Sunday, February 22, 2009

My Walk Home...or Two Miles of Sheer Pleasure...

I think this post may be a bit boring for all of the ladies (and men) who usually visit for J. Crew or fashion related stuff, but I love my walk home. It is like a beautiful study in contrasts. On one hand you have the real gritty feel of a walk in a city, and then halfway through, you enter into a world of suburbia and trees. This is why I walk home (besides the fact that it is about a MILLION times better than driving--I grew up in NOVA and driving here STRESSES me out). I love being able to see an area that coexists side by side that is so different, like night and day (I know I just used a very tired simile). This is my two-mile walk home (which I sometimes reverse to walk to school). I do this walk upwards of three times a week.


This is the beginning of my walk. I exit the school building and there are the school buses (by the way, why is it spelled buses and not busses?). This view I love because it means I am going home and I get to see my kids!


This is the medical building across from where I teach. You can see this building from 395. It is an interesting mid-century building and has a very austere sort of presence. I like that this building exists and hasn't been torn down. It seems a lot of folks don't like this particular architectural style, but it is important (especially if the building is sound) to leave a few examples of this type of building up in the world. If you tear down every building from this period, there will be no more physical proof of them in the world, and frankly, that would be sad.

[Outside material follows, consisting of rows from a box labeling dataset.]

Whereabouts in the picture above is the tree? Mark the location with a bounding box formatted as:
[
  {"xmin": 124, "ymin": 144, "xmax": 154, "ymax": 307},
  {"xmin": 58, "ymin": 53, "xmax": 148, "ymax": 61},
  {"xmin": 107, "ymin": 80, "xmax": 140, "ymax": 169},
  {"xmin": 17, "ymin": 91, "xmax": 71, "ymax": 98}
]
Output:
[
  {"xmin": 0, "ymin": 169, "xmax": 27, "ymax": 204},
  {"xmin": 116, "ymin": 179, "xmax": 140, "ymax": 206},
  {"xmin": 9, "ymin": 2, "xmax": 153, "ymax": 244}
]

On a personal note, this is where Rex and CW have their doctor, the awesome Dr. Brendan Sullivan. Their office is moving to a location even closer to our house, but for now they are still here. I will mention, for full disclosure, that even though I think this building is really cool-looking, it has horrible parking and the elevators are atrocious. So it really is no wonder that our doctors are leaving.


There is a personal reason I took this photo. There used to be a restaurant called Steak and Ale here, and my dad, brother, grandpa, and I used to go here all the time. It closed in 1990 or something like that, but here it still stands, unoccupied in 2009. Wow. I wonder what the inside looks like. The only use this building has is its parking lot, used by the doctors of the building in the picture before this one.


Okay, this I put this picture up because I sometimes think I am the only one who follows this rule. I cannot tell you how many times I have seen people (children from my school, too) ignore this sign and cross over the road that leads to the highway. IDIOTS. IDIOTS! People in their cars drive like maniacs and here are our precious darlings crossing in front of them to save what, two minutes at most? Give me a break. It's not like the pedestrian overpass is much safer(you'll see in the photo after the next one), but more safe than what most people do. Seriously, people, if the sign is there, it is there for a reason. Ugh.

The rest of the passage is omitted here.